ー 古川さんは20年以上ドイツを中心に活動した後、2000年に東京芸大の先端芸術表現科新設のために帰国されたんですよね。大学での教育活動に従事する一方、作曲家、アーティストとして活躍しながら、cotonでも顧問という立場で、創業から参画していますね。

古川:そうです。cotonについては、もともとある企業との共同研究としてプロジェクトチームを組み開発していた「soundroid(サウンドロイド)」がベースにあります。実用には至らなかったのですが、その技術を引継ぎビジネス展開する、というのが起業のきっかけになっています。

ー 「soundroid」が「soundtope」の前身ということになりますか。

古川:さらに元を辿ると「soundroid」開発には背景がありまして。
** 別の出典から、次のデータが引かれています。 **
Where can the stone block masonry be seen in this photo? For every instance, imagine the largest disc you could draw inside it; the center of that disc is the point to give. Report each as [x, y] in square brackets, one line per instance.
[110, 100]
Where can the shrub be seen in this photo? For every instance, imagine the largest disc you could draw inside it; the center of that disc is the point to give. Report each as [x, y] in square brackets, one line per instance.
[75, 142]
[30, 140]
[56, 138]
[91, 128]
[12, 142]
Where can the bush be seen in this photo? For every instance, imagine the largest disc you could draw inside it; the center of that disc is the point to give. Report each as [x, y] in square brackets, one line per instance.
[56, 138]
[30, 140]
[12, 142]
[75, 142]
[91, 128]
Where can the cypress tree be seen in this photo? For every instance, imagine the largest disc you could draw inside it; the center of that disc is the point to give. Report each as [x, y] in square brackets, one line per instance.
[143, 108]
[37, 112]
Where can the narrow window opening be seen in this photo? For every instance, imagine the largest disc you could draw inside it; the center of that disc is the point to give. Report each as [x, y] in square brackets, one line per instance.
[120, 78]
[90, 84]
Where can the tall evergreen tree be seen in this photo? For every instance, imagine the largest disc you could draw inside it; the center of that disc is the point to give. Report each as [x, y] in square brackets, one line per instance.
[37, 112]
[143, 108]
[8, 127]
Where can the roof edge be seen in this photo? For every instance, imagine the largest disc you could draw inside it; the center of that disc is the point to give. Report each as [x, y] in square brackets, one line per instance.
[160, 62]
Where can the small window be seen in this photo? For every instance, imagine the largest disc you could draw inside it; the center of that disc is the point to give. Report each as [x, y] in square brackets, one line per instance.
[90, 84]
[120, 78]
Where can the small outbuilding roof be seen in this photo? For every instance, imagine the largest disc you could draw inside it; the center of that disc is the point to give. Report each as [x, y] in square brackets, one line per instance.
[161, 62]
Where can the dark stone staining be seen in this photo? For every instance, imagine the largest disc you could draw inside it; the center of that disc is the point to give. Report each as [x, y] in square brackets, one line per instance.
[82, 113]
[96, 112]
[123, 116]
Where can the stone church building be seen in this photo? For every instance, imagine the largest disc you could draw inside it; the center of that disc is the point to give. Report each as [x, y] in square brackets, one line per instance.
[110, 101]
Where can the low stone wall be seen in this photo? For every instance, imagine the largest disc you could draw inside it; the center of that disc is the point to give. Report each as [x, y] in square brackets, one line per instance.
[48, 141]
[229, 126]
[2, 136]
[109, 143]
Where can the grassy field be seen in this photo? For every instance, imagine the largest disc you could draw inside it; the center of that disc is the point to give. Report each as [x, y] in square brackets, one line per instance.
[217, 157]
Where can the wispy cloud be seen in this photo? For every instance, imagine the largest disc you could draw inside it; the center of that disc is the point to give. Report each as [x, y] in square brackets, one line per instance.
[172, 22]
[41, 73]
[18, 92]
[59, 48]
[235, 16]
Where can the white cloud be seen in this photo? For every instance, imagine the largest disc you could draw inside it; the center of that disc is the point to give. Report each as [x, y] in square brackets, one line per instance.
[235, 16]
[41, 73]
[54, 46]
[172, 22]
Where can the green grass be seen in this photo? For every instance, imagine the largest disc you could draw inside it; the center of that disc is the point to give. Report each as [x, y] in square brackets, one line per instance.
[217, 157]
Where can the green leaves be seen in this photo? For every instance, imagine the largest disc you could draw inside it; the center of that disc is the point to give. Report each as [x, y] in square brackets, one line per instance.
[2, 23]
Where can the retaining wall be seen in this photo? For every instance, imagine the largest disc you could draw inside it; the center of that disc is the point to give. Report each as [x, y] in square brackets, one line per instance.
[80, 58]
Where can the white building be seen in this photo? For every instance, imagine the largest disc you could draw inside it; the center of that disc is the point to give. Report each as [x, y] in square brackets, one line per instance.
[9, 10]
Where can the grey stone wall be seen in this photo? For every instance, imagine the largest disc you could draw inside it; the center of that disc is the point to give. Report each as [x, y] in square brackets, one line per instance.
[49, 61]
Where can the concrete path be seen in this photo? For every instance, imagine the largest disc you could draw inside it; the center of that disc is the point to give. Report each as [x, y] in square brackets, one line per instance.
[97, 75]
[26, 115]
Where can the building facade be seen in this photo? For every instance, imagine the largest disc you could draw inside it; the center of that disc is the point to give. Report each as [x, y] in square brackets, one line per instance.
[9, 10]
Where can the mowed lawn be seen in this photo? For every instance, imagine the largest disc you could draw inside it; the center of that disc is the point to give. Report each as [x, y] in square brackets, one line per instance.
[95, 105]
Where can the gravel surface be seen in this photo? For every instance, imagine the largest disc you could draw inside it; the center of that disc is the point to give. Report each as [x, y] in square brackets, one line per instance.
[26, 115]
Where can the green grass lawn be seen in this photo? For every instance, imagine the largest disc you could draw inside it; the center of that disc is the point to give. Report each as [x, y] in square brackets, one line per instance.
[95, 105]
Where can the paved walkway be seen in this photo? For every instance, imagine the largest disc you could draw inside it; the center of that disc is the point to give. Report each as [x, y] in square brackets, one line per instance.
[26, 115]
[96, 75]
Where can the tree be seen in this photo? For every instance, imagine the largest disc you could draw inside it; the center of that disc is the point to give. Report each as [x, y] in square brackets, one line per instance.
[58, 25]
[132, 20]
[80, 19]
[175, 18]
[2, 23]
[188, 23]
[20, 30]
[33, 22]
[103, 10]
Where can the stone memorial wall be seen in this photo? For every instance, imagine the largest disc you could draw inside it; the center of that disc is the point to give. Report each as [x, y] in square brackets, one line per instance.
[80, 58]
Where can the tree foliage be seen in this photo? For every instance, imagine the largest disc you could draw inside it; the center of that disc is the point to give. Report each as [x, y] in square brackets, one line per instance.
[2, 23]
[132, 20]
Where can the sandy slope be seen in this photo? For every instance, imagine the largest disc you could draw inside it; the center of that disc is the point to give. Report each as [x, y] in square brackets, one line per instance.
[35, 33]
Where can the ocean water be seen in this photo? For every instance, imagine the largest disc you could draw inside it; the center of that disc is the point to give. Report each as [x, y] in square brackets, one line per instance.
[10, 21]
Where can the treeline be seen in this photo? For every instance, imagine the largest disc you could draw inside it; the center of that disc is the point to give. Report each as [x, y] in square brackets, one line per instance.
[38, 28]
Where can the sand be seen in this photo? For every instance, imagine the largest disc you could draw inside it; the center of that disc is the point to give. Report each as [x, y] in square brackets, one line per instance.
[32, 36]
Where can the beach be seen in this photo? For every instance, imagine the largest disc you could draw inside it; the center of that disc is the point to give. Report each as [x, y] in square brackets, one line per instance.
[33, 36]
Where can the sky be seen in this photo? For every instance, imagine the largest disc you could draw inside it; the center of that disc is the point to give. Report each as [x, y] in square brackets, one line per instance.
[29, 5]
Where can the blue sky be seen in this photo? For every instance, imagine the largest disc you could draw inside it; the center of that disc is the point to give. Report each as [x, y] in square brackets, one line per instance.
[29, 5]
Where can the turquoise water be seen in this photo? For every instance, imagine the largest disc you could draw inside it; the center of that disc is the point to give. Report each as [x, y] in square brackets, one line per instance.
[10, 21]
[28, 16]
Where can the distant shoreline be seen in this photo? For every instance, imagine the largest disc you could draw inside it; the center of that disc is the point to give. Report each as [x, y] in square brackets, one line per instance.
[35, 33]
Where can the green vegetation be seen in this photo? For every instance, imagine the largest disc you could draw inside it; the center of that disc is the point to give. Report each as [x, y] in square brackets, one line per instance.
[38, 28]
2008年から東京芸大の仕事と並行し、客員主幹研究員として理化学研究所にも研究室もち、JST(独立行政法人科学技術振興機構)ERATO岡ノ谷情動情報プロジェクトに参加しました。10億をこえる潤沢な予算のもとで、様々なバックグラウンドを持つ研究者、アーティストが集まり、既存の研究分野の枠を超えて挑戦的な基礎研究を2014年まで継続しました。

私はそこで、脳科学から芸術へのアプローチを行い、音楽の内実である音楽情動のメカニズムを研究するサブグループを統括し、脳波による音楽弁別と、それを踏まえ、脳波を使った演奏を行いました。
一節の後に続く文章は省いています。